As reported in the media, there are indeed four “Irish systems” present in the top 500. Data are supplied below:

Position Rmax Sector Interconnect
283 819.2 Industry 10G Ethernet
284 819.2 Industry 10G Ethernet
423 635 Industry Infiniband FDR
454 602.9 Industry Infiniband FDR
Total Perf. 2876.3    

The above data show that:

  1. These four systems are private industry systems, not available to carry open research – in fact, details of their owners and locations are not disclosed. Those are of no relevance to the Irish research community;
  2. The two most powerful systems (ranked #283 and #284) are likely to be utilised for trivially parallel applications / high throughput applications rather than conventional supercomputing workloads, as suggested by their choice of 10G Ethernet interconnect;
  3. Ireland has currently no system available to open research in the Top 500. The most powerful system is Fionn, on which the national HPC Service is provided to all Irish HEIs. Fionn was ranked #358 the time of its installation (Nov. 2013). With a measured compute power of 140.4TFlops, its last Top 500 ranking was #476 in June 2014, three and a half year ago.

Similar tables have been prepared for the Czech Republic, Finland, Germany, the Republic of Ireland, Japan, the Netherlands, Norway, Singapore, South Korea, Sweden, Switzerland, Taiwan and the United Kingdom). Raw numbers have been obtained and their per capita and per GDP values calculated. Finally, comparisons have been made in terms of the compute resources available for open research compared to Ireland. The full data are available by request for verification.

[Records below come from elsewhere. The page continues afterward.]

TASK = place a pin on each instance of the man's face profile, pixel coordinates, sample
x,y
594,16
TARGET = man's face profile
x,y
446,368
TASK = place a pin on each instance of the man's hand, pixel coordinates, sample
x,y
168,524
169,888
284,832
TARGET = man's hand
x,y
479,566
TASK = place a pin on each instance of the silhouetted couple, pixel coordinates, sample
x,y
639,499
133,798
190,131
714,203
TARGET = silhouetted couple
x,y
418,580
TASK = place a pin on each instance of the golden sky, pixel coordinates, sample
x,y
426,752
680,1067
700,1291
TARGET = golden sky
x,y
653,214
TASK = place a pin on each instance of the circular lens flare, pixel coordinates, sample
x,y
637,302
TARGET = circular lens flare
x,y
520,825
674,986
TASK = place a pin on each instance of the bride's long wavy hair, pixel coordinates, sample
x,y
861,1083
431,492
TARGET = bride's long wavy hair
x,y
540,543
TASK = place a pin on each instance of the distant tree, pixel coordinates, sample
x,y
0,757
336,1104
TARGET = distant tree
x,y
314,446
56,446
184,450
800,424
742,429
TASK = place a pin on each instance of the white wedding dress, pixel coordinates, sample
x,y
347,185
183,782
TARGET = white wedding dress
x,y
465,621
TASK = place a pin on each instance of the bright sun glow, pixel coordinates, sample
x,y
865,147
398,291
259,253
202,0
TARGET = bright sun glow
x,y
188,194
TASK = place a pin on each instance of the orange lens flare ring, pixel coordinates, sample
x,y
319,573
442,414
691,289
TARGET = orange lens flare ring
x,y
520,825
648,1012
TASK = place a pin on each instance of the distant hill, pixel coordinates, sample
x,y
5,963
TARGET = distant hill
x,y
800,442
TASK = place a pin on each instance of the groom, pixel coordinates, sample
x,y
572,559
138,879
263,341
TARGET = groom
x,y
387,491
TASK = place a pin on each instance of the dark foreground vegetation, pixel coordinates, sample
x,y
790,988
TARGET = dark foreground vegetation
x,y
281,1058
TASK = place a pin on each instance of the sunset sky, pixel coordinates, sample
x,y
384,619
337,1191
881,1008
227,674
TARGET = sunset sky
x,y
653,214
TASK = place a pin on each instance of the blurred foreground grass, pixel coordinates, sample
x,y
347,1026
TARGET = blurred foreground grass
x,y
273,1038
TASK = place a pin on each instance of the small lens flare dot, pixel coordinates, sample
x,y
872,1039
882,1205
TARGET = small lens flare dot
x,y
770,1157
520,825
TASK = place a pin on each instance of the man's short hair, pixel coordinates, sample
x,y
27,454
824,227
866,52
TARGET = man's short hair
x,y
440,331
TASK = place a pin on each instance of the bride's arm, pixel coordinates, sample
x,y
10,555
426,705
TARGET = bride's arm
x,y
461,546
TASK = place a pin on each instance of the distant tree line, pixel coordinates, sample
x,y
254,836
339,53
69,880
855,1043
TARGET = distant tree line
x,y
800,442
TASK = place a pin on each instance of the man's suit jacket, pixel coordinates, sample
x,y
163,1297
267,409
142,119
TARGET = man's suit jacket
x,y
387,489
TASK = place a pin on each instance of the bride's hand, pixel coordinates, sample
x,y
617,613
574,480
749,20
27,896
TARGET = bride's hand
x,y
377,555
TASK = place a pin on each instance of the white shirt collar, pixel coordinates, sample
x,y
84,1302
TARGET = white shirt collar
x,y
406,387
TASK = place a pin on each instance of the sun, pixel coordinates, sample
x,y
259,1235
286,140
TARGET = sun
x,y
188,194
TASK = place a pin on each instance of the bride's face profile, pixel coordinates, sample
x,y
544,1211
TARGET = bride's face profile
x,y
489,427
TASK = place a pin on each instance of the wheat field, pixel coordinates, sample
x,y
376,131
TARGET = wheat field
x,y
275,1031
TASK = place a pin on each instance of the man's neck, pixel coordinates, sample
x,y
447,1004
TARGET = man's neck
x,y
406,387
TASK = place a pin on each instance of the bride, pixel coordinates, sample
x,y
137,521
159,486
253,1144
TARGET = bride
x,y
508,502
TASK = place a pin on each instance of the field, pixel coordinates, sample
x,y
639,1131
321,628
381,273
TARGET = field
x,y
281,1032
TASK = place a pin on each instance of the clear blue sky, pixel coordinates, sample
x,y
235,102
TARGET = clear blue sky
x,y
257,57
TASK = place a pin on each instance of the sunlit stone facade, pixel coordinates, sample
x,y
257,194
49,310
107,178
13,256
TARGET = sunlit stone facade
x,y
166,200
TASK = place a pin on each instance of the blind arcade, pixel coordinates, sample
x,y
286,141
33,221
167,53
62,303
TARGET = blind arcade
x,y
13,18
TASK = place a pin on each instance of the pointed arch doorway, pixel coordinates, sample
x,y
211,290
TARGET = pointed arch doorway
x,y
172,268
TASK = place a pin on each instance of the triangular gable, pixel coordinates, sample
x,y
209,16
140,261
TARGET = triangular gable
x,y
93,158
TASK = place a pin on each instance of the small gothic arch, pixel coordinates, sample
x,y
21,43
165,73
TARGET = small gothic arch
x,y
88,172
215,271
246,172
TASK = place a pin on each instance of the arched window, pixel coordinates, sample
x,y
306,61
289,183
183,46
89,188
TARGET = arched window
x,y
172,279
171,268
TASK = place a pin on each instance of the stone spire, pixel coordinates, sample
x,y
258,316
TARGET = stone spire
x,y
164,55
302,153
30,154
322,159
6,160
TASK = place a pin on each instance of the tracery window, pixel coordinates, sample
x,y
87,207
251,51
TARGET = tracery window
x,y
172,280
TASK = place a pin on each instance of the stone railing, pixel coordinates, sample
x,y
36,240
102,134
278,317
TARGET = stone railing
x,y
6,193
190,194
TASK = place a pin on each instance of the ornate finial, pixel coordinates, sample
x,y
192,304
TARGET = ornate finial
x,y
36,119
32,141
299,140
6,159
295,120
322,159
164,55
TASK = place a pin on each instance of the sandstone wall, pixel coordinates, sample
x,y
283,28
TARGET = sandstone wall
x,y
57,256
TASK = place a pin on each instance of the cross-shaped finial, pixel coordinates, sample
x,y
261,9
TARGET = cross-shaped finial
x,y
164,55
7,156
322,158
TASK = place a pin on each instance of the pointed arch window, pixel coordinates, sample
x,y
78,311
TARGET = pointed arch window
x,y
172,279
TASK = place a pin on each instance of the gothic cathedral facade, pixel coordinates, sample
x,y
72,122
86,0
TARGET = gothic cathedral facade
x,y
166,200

Country Population Perf. (TFlops) Per capita
x 1,000
Per capita,
normalised
w. Ireland
Ireland 4,726,078 0 (140.4)* 0.609 1
Switzerland 8,401,739 21716.3 2.585 86
Taiwan 23,556,706 2089 0.089 3
Singapore 5,622,455 1010 0.180 6
Finland 5,503,132 1250 0.331 7.5
Sweden 9,837,533 1802.5 0.501 6
Norway 5,254,694 953.6 0.181 6
Netherlands 16,987,330 1088.5 0.270 2
United Kingdom 65,788,574 28126.2 0.626 14
Czech Republic 10,610,947 1457.7 0.137 4.5
Japan 127,748,513 81148.1 0.711 21
Germany 81,914,672 30085.7 0.469 12

* Not in current Top500

The data in the rightmost column indicates an approximation of how many more resources are available to individual researchers in countries listed, compared to their counterparts in Ireland. So for example, a researcher based in Switzerland would have access to 86 times more resources than their colleagues in Ireland. While other examples are less dramatic, we can note that the difference is 10x to 21x for larger countries such as the Japan, the UK or Germany, and remains at 6x to 8x for Scandinavian countries.